Harry discovered the sport in the 1960s, and from the beginning he was a natural. Nicknamed “Canguro” (Italian for kangaroo), he went on to win nearly every long-distance race he entered. Pulled behind his 17-foot Pride Fury that was fondly named Miss Pepsi (Harry was a delivery driver for Pepsi), in 1970 he skied 3,144 miles of the Mediterranean in 10 days as a “warm-up” for another race. Hardly a warm-up, it became the world record for marathon waterskiing.

Alex’s recreation of his grandfather’s journey was inspired by a family scrapbook documenting Harry’s love for the sport. Its pages brim with telegrams, newspaper articles and photos of Harry’s brief yet illustrious waterskiing career. “He kept it for a reason—he wanted to share it with people,” says Alex. But he never got the chance. Harry passed away in a cycling accident when Alex was just 7 years old.

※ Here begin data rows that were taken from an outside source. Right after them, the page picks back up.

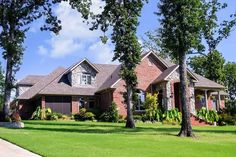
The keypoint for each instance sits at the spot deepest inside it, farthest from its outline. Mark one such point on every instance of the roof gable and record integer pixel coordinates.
(79, 63)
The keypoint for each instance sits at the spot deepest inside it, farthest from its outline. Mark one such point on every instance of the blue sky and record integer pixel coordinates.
(45, 51)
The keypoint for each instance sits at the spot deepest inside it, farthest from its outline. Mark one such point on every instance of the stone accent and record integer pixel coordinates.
(75, 75)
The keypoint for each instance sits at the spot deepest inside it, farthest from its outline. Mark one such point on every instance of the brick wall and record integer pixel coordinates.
(147, 71)
(74, 104)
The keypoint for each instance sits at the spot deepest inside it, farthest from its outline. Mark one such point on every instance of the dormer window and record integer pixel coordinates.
(86, 79)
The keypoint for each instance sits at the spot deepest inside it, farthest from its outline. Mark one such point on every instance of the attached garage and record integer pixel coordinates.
(60, 104)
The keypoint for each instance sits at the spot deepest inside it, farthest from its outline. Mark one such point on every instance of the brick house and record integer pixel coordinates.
(89, 85)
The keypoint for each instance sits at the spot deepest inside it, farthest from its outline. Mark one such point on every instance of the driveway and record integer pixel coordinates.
(8, 149)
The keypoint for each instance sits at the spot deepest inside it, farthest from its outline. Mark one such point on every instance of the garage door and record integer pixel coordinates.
(60, 104)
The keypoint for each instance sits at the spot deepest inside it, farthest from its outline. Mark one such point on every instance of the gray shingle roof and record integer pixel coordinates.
(165, 73)
(30, 80)
(56, 83)
(35, 89)
(106, 76)
(206, 83)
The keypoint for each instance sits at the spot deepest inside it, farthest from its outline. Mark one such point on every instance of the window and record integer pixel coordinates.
(141, 99)
(81, 103)
(86, 79)
(91, 102)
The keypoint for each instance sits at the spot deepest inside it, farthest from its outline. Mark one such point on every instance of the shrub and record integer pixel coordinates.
(41, 114)
(111, 115)
(15, 117)
(208, 115)
(89, 116)
(96, 111)
(59, 115)
(137, 117)
(83, 115)
(150, 106)
(172, 116)
(51, 116)
(2, 117)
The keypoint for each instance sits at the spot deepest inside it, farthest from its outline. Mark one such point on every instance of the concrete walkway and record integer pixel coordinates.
(8, 149)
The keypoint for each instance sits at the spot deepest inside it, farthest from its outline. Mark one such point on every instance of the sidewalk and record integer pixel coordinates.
(8, 149)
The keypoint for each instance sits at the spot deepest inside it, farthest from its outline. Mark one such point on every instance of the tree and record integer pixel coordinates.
(197, 64)
(230, 79)
(180, 35)
(213, 32)
(15, 17)
(1, 87)
(211, 66)
(122, 16)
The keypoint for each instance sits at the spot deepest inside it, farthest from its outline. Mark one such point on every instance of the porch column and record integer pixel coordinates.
(219, 101)
(206, 99)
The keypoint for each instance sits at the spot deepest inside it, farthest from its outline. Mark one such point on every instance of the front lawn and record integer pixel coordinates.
(94, 139)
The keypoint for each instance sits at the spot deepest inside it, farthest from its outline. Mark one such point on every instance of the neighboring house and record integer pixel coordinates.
(89, 85)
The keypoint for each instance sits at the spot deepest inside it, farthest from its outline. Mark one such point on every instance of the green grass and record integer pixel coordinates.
(91, 139)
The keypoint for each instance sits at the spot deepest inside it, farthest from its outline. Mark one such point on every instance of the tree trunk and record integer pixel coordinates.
(186, 128)
(8, 87)
(130, 121)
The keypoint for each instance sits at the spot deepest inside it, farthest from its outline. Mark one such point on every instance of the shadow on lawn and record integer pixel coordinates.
(97, 128)
(105, 128)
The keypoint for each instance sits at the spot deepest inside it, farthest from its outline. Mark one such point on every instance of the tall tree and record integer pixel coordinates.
(213, 32)
(180, 35)
(122, 16)
(15, 17)
(2, 84)
(211, 66)
(230, 78)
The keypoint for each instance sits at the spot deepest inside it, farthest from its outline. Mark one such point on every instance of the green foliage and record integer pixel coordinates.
(41, 114)
(84, 115)
(197, 64)
(208, 115)
(2, 85)
(122, 17)
(214, 67)
(230, 78)
(180, 34)
(172, 116)
(137, 117)
(228, 114)
(89, 116)
(111, 115)
(150, 106)
(228, 119)
(15, 19)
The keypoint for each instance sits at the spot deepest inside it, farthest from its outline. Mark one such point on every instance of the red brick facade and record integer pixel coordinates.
(74, 104)
(147, 71)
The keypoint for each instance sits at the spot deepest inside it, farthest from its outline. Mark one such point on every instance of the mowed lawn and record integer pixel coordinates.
(95, 139)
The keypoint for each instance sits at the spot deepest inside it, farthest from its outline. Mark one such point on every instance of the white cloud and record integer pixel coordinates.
(75, 36)
(103, 52)
(42, 50)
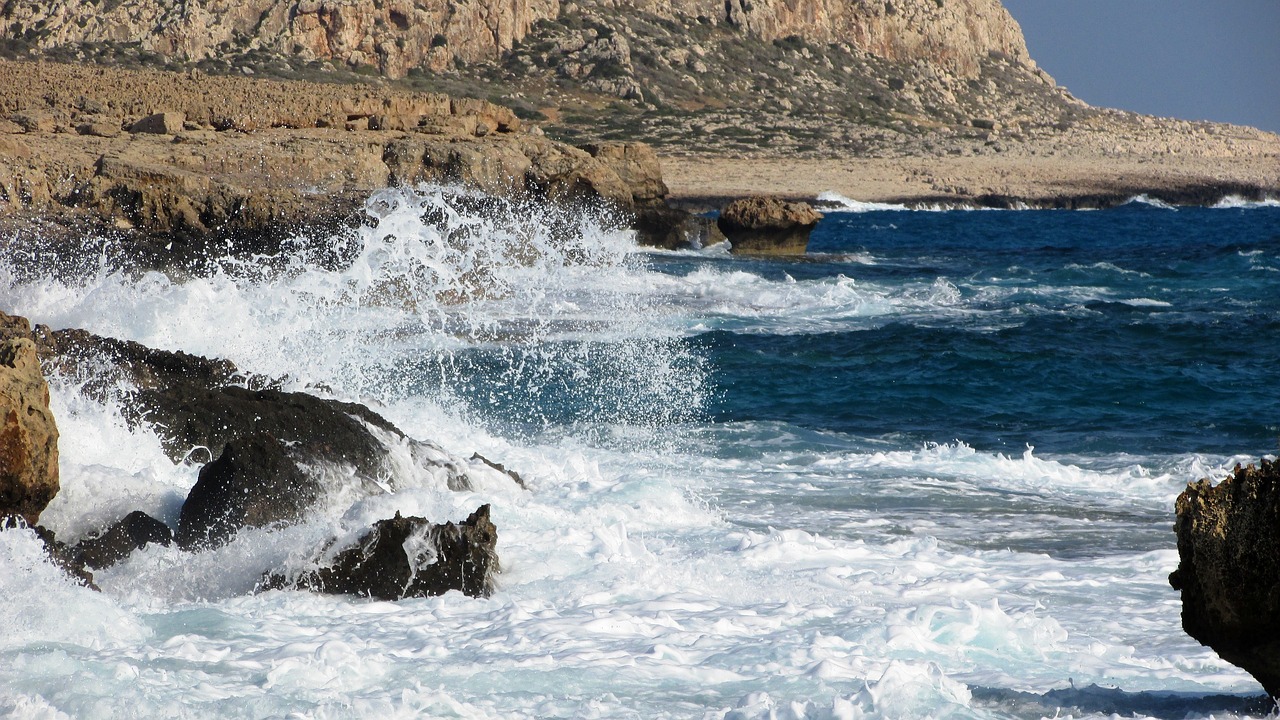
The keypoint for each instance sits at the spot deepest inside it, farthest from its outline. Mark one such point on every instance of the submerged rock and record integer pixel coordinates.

Alex, who runs his own finance company, wanted to chase his grandfather’s legacy and tell his story. “Once I got the idea in my head, it just stuck and I didn’t let go,” he says. First, he had to overcome a minor hurdle: learning to waterski.

Surprisingly, he wasn’t worried about that part. “I was more worried about whether I was going to be able to last the distance,” he says. For seven—yes, seven—years he woke up every day and focused on some aspect of the goal, whether it was training in the frigid Sydney Harbour, coordinating logistics, mapping or planning the recon trip. “It’s been such a massive part of my life,” he says, with a hint of sadness now that it’s over.

His training came in handy when, on day four of the challenge, he encountered rough seas between Barcelona and Monaco. Swells reached 16 feet, testing him both physically and mentally. “I thought, I don’t know whether we’re going to be able to do this,” he says. He was being pulled behind an Axopar 37 Sun-Top with twin 300-hp Mercury Verados, and rough seas meant the boat was moving slower than planned and using more fuel.

After taking a brief break, he jumped up and screamed at the ocean, “I’ve got to get to Monaco!” For the next six hours, he pushed his body and mind beyond anything he thought possible. He logged 347 miles over the course of 11 hours that day.

The effort paid off: Upon arriving in Monaco, he was greeted by H.S.H. Prince Albert II. The Principality of Monaco had supported Alex’s journey from the start, just as it had his grandfather’s. With the Prince’s backing, Alex had secured sponsors Axopar and Mercury. “Everything fell into place for the right reasons with the right people at the right time,” he says.

After seven years of planning and 10 intense days on the water, Alex has mixed emotions now that the adventure is behind him. “I feel lost, but at the same time I feel ecstatic that I was able to accomplish something I set out to achieve so long ago,” he says. He plans to go for a social ski when he gets back home to Australia. “I’m a little bit bored now,” he laughs. “I’m not one that can sit still very easily.”

He hopes his journey will inspire others with lofty dreams. “Just go out there and try it,” he says. “Don’t ever let go of [your dream]. Keep going and keep going.”